If you were unable to obtain small push buttons suitable for use on a breadboard, that’s okay, you can skip this step and just use the buttons on the Micro:bit. Yet if small buttons are available, they’ll make the game more natural to play because we can place the buttons either side of the OLED display.

Position each button on the breadboard so that two legs are below the middle divider, and two legs are above the middle divider. The legs below the middle divider have no electrical purpose—they’re just so that the button stands neatly on the board. The legs above the middle divider have an electrical purpose, and we wire them up as follows:

• For the left button, connect one leg to pin 5, and the other leg to GND;
• For the right button, connect one leg to pin 11, and the other leg to GND.

If the left button is pressed, it closes the connection between pin 5 and GND, which signals to the Micro:bit that button A has been pressed. If the right button is pressed, it closes the connection between pin 11 and GND, which signals to the Micro:bit that button B has been pressed.

We can use the following code to write text to the OLED display, indicating whether the external left or right button was pressed.

from ssd1306 import initialize, clear_oled, draw_screen
from ssd1306_px import set_px
from ssd1306_text import add_text
from microbit import *

initialize()

while True:
    clear_oled()
    add_text(0, 0, "...")
    if button_a.was_pressed():
        clear_oled()
        add_text(0, 0, "LEFT button")
        add_text(0, 1, "was pressed")
    elif button_b.was_pressed():
        clear_oled()
        add_text(0, 0, "RIGHT button")
        add_text(0, 1, "was pressed")
    sleep(1000)

The original Nintendo Game & Watch handhelds used LCD screens, where character positions were defined in advance. We can take a similar approach with our Post game, where each letter follows the same “bounces”—using the variable trajectory to define an array of [x,y] co-ordinates forming these bounces.

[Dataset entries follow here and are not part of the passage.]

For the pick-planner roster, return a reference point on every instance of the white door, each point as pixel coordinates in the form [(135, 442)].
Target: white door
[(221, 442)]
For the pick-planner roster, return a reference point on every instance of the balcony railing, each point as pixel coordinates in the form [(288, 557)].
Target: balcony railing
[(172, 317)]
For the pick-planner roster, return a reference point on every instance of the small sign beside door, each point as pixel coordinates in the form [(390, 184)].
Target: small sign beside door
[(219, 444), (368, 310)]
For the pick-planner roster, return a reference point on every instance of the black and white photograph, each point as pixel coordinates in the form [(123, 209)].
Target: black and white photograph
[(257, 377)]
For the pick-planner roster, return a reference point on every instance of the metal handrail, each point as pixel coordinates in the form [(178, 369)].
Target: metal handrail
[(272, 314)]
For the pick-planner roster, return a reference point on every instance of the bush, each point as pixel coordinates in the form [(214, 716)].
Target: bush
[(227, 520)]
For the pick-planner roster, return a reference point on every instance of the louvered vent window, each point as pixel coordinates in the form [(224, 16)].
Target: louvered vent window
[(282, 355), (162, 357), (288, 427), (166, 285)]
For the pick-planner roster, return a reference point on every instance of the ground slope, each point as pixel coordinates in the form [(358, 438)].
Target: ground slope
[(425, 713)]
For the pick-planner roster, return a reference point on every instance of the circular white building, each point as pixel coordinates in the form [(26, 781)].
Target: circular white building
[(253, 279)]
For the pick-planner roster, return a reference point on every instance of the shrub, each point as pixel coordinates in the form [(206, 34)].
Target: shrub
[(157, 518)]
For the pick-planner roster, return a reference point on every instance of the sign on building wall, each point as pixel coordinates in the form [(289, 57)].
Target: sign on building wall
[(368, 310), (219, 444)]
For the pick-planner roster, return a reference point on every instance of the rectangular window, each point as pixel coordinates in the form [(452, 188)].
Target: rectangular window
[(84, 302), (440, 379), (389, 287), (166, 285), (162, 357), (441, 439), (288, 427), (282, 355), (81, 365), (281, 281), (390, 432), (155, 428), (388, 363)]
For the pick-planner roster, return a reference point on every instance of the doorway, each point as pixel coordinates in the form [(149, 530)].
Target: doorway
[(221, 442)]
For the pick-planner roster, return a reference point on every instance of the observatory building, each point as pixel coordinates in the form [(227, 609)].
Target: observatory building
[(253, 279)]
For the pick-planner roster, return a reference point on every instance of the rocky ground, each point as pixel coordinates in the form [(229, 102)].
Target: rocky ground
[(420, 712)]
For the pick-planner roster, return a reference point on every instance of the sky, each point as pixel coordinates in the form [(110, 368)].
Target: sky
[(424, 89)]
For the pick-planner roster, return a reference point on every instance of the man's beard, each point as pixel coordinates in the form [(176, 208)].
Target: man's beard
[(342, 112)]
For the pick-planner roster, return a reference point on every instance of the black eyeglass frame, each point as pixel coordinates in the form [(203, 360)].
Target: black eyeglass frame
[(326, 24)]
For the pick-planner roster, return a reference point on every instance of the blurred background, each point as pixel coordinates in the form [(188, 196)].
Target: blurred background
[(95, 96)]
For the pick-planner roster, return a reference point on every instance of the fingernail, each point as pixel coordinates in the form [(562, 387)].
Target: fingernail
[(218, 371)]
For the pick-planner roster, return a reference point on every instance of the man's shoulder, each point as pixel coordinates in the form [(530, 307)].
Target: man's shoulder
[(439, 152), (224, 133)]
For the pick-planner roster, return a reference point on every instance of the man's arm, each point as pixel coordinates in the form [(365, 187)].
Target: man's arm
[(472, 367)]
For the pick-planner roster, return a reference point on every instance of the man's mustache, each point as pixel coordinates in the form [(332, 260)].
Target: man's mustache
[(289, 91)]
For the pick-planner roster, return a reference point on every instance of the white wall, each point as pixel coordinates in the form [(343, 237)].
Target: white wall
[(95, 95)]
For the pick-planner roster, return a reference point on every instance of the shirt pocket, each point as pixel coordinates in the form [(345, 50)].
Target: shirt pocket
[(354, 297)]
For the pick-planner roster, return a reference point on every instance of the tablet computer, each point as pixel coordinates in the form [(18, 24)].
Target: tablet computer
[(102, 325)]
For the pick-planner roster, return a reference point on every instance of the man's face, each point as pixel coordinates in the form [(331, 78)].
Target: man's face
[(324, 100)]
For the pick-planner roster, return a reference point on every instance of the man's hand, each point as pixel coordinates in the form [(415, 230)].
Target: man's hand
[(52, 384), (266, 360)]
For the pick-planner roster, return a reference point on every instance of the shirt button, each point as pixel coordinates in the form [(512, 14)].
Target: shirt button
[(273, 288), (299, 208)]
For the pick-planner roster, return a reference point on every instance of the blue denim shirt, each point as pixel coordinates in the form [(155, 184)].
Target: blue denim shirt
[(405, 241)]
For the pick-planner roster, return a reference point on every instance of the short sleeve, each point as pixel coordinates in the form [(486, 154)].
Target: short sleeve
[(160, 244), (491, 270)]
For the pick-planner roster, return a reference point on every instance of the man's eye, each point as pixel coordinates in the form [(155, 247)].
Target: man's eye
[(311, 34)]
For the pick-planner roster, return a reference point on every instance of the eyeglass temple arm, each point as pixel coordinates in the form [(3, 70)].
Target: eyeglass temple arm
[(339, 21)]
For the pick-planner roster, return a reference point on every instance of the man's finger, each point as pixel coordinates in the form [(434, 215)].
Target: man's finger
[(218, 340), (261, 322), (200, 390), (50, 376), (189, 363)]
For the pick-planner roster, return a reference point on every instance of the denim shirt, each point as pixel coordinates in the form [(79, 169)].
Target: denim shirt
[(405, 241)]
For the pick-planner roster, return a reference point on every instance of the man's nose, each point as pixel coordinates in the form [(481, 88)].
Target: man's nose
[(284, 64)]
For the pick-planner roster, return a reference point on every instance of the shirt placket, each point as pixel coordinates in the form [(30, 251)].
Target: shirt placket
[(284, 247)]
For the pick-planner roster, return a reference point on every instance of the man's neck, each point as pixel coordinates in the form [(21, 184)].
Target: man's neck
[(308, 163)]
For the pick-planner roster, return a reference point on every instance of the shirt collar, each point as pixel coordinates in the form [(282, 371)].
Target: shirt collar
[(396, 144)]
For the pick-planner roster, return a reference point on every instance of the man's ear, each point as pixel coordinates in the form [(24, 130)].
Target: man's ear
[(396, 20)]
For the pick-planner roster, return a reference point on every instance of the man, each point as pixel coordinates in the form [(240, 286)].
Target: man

We also want up to three letters to be on the screen at any time, so we use the variable letters to define an array comprising three integers. A value of -1 means the letter is not yet visible, a value of 0 means the letter is at the first x,y position of the trajectory, a value of 1 means the letter is at the second x,y position of the trajectory, and so on. If the player misses a letter and it falls to the ground, the value will be increased by 100. So a value of 108 would indicate the player missed the letter at position 8 in the trajectory, and we know to show a “splat” graphic.

At each game turn, if a letter is currently “not in play” because its value is -1, we decide whether to “launch” the letter. We first use simple logic to determine if it’s viable to launch a letter right now:

• Are the other two letters either not in play themselves, or at least 8 steps away in the trajectory? (If fewer than 8 steps, the two letters will overlap on the screen.)
• If another letter is at least 8 steps away, is not at the top of the trajectory? (If letter #1 is at the top of the second bounce, we don’t want to launch letter #2 at the top of the first bounce, because both letters would reach the bottom of the bounces at the same time, and the player would have no chance of catching both letters.)

If it’s viable to launch a letter now, we then pick a random number between 1 and, to start with, 40. If the randomly-chosen number is 2, we launch the letter. The range starts reducing from 40 so that, soon the chance of launching the letter is 1/30, then 1/20, then 1/10, and finally 1/3. In this way, the game starts getting more difficult, as it becomes more likely that the player must manage two or three letters on screen at the same time.

We also start decreasing the delay between game loops, so that the game starts getting faster.

Finally, if the player misses three letters, the game is over.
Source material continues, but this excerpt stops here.